One day before a top Florida Department of Health data manager was taken off her role maintaining the state’s COVID-19 dashboard, officials had directed her to remove data from public view that showed Floridians reported symptoms of the disease before cases were officially announced, according to internal emails obtained by the Tampa Bay Times.
According to the emails, department staff gave the order shortly after reporters requested the same data from the agency on May 5. The data manager, Rebekah Jones, complied with the order, but not before she told her supervisors it was the “wrong call.”
By the next morning, control over the data was given to other employees, according to an email Jones posted Friday on a public listserv. Jones, the department’s Geographic Information Systems manager, wrote that she was no longer the point person for questions about the department’s “Florida’s COVID-19 Data and Surveillance Dashboard.” She implied her removal was an act of retribution.

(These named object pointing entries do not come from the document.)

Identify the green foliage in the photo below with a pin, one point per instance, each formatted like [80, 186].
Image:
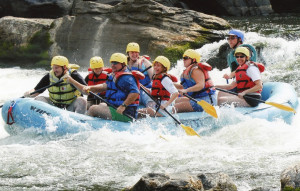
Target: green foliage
[36, 51]
[288, 188]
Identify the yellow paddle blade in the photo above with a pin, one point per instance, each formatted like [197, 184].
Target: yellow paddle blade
[280, 106]
[189, 130]
[211, 110]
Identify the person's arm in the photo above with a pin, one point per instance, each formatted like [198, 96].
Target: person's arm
[227, 86]
[254, 74]
[129, 86]
[150, 70]
[258, 86]
[45, 81]
[198, 77]
[169, 86]
[86, 79]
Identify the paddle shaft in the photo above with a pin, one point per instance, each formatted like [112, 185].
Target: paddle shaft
[177, 121]
[43, 88]
[234, 93]
[109, 104]
[193, 99]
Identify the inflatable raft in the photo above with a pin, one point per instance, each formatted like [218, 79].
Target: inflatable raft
[26, 113]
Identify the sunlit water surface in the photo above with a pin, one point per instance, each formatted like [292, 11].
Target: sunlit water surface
[252, 152]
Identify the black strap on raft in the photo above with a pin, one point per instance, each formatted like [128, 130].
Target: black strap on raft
[9, 114]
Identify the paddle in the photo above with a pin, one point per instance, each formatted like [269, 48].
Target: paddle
[206, 106]
[280, 106]
[189, 130]
[109, 104]
[37, 91]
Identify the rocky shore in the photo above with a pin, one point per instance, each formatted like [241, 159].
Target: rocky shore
[289, 179]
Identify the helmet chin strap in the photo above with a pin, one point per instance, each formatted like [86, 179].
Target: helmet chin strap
[123, 66]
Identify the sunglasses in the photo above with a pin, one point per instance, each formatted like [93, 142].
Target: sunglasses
[231, 37]
[114, 63]
[186, 57]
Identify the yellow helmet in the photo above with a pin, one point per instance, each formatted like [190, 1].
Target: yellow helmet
[96, 62]
[242, 50]
[164, 61]
[60, 61]
[135, 47]
[192, 54]
[118, 57]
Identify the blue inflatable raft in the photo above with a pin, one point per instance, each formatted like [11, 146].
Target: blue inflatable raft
[26, 113]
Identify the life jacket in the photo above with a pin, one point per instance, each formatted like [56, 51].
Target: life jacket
[243, 81]
[93, 79]
[114, 93]
[187, 80]
[62, 94]
[158, 91]
[231, 60]
[141, 67]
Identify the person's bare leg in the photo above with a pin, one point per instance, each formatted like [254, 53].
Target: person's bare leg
[183, 106]
[238, 102]
[101, 110]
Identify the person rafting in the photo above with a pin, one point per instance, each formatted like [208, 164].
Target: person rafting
[196, 82]
[97, 75]
[235, 39]
[63, 95]
[122, 91]
[140, 63]
[163, 89]
[247, 81]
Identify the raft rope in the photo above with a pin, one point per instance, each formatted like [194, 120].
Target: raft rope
[9, 114]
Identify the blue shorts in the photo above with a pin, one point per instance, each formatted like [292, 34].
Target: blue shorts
[144, 98]
[197, 107]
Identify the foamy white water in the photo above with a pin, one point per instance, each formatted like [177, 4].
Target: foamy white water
[252, 152]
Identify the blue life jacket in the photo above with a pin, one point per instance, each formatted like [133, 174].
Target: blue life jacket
[187, 80]
[146, 81]
[114, 94]
[231, 60]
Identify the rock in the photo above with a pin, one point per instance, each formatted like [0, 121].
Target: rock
[220, 60]
[101, 29]
[36, 8]
[246, 7]
[174, 182]
[20, 30]
[290, 178]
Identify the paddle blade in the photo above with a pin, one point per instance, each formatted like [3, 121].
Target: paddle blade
[189, 130]
[280, 106]
[211, 110]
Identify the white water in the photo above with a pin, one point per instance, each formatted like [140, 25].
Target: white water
[253, 152]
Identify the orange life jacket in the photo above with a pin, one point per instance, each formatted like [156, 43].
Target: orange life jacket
[158, 91]
[243, 81]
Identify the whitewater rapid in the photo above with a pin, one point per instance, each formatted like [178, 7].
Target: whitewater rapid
[252, 152]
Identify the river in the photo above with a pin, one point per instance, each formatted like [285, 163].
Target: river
[252, 152]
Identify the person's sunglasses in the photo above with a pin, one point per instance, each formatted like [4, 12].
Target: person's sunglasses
[231, 37]
[114, 63]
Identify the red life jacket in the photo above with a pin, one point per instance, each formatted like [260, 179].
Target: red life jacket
[158, 91]
[204, 67]
[94, 80]
[243, 81]
[137, 75]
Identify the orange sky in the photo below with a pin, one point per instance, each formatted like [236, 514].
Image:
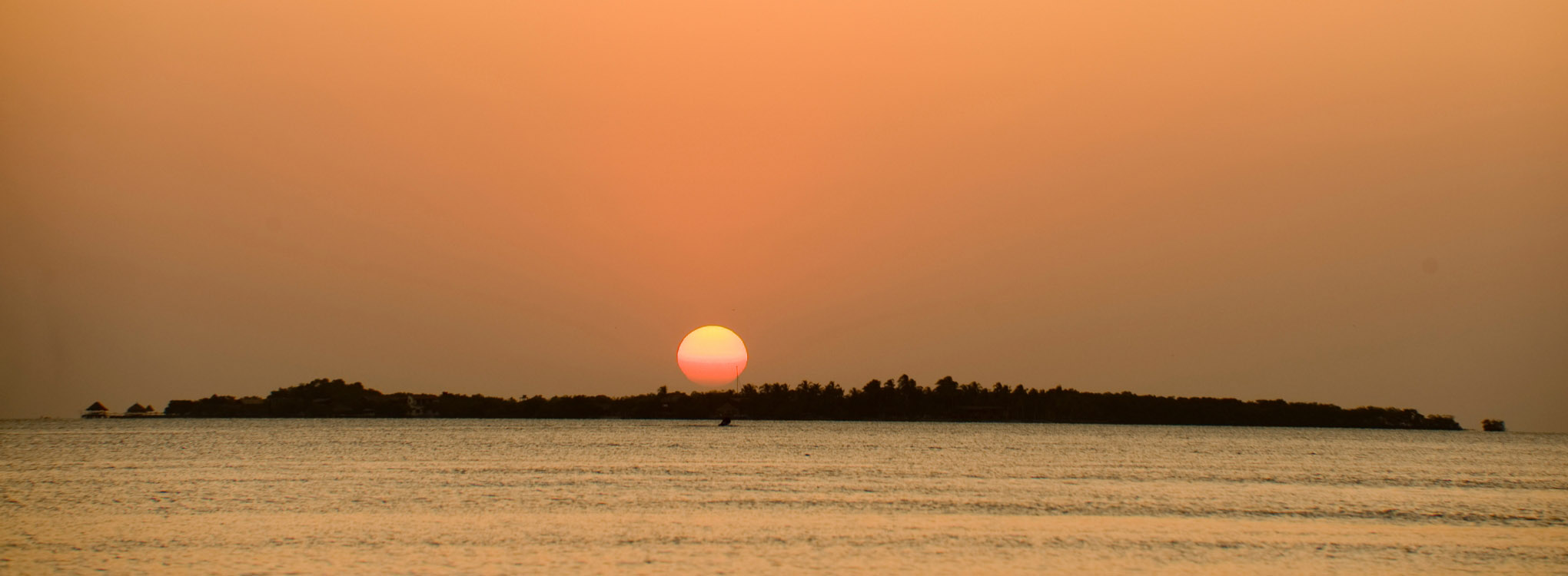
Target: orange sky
[1338, 200]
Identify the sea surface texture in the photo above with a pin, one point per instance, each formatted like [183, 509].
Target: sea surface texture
[500, 497]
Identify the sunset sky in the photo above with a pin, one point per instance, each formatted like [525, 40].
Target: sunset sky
[1352, 202]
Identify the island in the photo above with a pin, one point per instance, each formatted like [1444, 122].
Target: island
[894, 399]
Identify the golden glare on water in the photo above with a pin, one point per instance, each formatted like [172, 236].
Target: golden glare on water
[713, 356]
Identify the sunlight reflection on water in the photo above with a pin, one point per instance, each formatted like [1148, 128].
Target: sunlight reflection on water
[681, 497]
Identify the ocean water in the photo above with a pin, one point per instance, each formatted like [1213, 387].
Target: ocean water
[502, 497]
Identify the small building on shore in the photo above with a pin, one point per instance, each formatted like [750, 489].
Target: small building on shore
[96, 410]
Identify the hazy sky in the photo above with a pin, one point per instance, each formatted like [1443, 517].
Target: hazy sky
[1354, 202]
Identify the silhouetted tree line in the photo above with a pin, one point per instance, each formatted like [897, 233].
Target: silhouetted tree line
[895, 399]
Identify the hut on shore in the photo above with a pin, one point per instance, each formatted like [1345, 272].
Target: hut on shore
[96, 410]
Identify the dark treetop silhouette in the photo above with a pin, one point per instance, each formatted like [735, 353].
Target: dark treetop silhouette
[899, 399]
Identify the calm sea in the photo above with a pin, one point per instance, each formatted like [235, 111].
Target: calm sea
[487, 497]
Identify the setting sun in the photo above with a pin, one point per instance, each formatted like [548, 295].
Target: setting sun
[713, 356]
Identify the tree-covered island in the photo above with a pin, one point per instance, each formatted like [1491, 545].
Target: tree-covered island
[895, 399]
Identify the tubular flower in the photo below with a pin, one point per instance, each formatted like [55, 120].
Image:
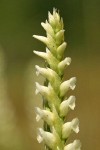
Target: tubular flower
[55, 131]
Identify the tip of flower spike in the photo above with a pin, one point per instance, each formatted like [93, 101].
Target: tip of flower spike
[76, 145]
[75, 125]
[72, 102]
[37, 70]
[39, 135]
[72, 83]
[38, 113]
[37, 88]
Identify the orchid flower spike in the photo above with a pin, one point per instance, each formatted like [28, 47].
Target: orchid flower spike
[55, 131]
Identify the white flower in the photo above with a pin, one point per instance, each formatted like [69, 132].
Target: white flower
[66, 85]
[76, 145]
[66, 105]
[64, 63]
[68, 127]
[48, 138]
[45, 115]
[60, 50]
[48, 28]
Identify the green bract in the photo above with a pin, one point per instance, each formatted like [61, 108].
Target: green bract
[55, 107]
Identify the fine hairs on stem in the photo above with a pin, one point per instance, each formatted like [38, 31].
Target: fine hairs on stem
[55, 131]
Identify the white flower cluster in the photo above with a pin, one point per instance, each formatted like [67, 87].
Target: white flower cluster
[56, 131]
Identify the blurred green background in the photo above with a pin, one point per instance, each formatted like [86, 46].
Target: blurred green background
[19, 20]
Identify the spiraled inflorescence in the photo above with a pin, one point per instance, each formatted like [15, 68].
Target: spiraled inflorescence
[55, 106]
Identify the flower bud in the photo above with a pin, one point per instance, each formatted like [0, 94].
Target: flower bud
[66, 105]
[68, 127]
[76, 145]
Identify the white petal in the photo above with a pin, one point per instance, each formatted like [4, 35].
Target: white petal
[72, 83]
[41, 38]
[75, 125]
[64, 63]
[41, 54]
[66, 105]
[48, 137]
[71, 100]
[66, 85]
[76, 145]
[66, 130]
[68, 127]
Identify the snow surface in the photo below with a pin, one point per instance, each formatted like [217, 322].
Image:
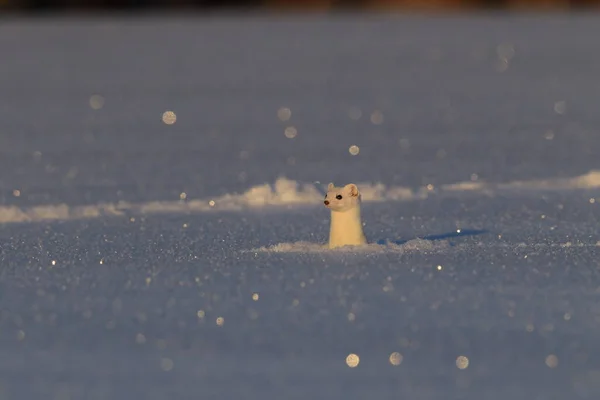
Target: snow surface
[152, 261]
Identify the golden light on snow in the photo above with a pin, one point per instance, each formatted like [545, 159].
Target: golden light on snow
[396, 358]
[166, 364]
[377, 117]
[462, 362]
[284, 114]
[169, 117]
[352, 360]
[96, 101]
[290, 132]
[552, 361]
[560, 107]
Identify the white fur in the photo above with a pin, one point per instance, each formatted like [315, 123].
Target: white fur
[346, 225]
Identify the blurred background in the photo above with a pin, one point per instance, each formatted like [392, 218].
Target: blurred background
[378, 5]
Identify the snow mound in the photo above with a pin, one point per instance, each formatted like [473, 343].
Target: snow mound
[420, 245]
[284, 192]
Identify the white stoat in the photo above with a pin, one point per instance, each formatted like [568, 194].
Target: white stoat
[346, 225]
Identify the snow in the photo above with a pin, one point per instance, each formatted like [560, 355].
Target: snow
[150, 259]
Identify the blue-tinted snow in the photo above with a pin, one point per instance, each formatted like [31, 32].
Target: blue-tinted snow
[111, 286]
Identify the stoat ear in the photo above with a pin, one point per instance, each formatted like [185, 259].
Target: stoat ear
[352, 189]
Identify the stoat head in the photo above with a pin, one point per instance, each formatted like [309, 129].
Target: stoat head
[342, 198]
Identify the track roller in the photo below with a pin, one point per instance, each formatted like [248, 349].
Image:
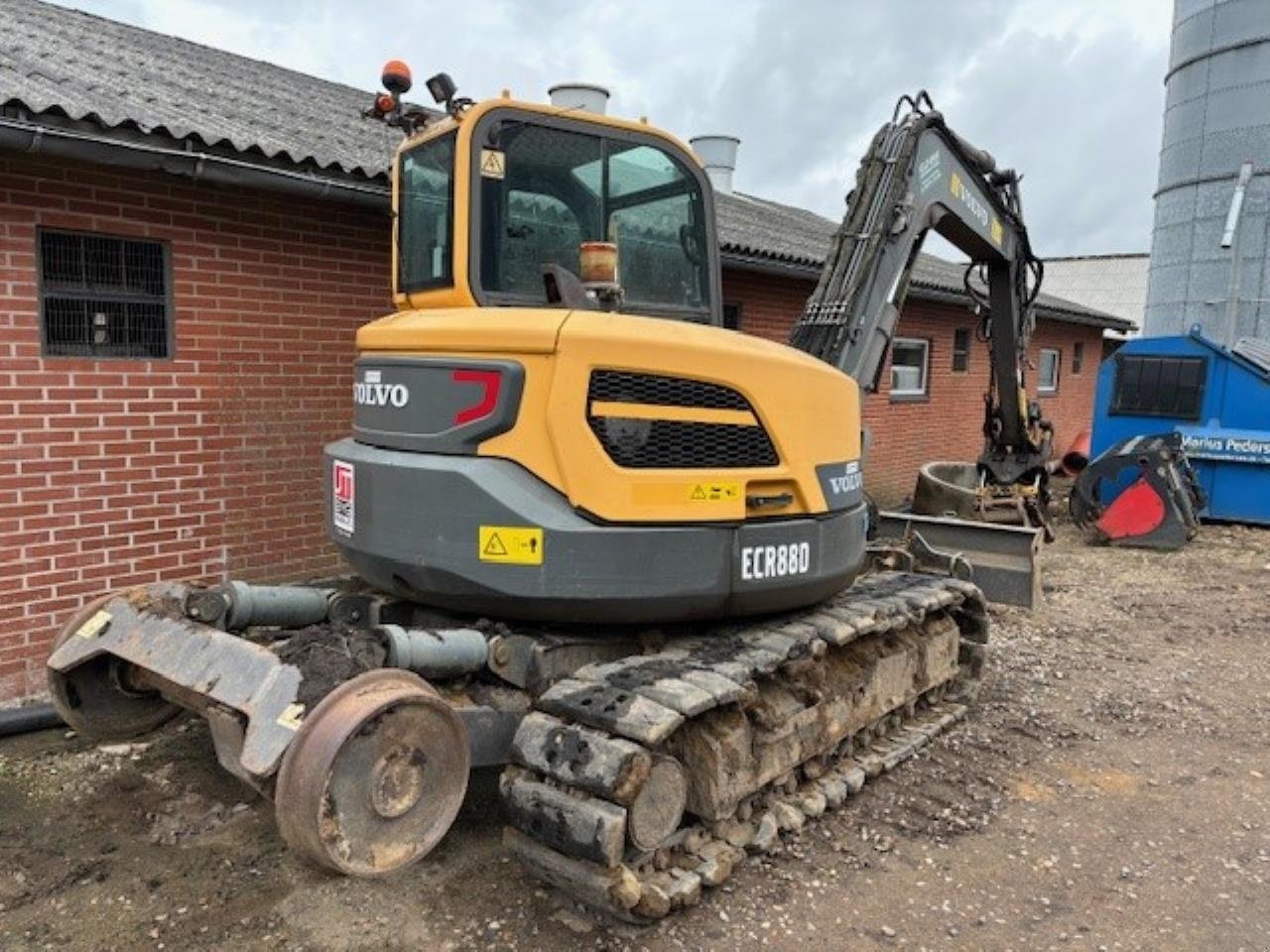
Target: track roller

Jones did not respond to requests for comment.
The dashboard, which gives daily updates on numbers of deaths, cases and tests for the coronavirus in every county in the state, is relied upon by officials, journalists, academics and residents who want as much information as possible about the deadly pandemic.
Besides the visible dashboard, the department releases the same data, with only slightly more information, in daily reports, as well as in another format that allows for easier data analysis.
In her Friday email to subscribers of a “COVID data users” listserv, Jones said she was reassigned on May 5 “(f)or reasons beyond my division’s control” and warned that the staff taking over may be less straightforward.
“As a word of caution, I would not expect the new team to continue the same level of accessibility and transparency that I made central to the process during the first two months. After all, my commitment to both is largely (arguably entirely) the reason I am no longer managing it,” she wrote.
“They are making a lot of changes. I would advise being diligent in your respective uses of this data.”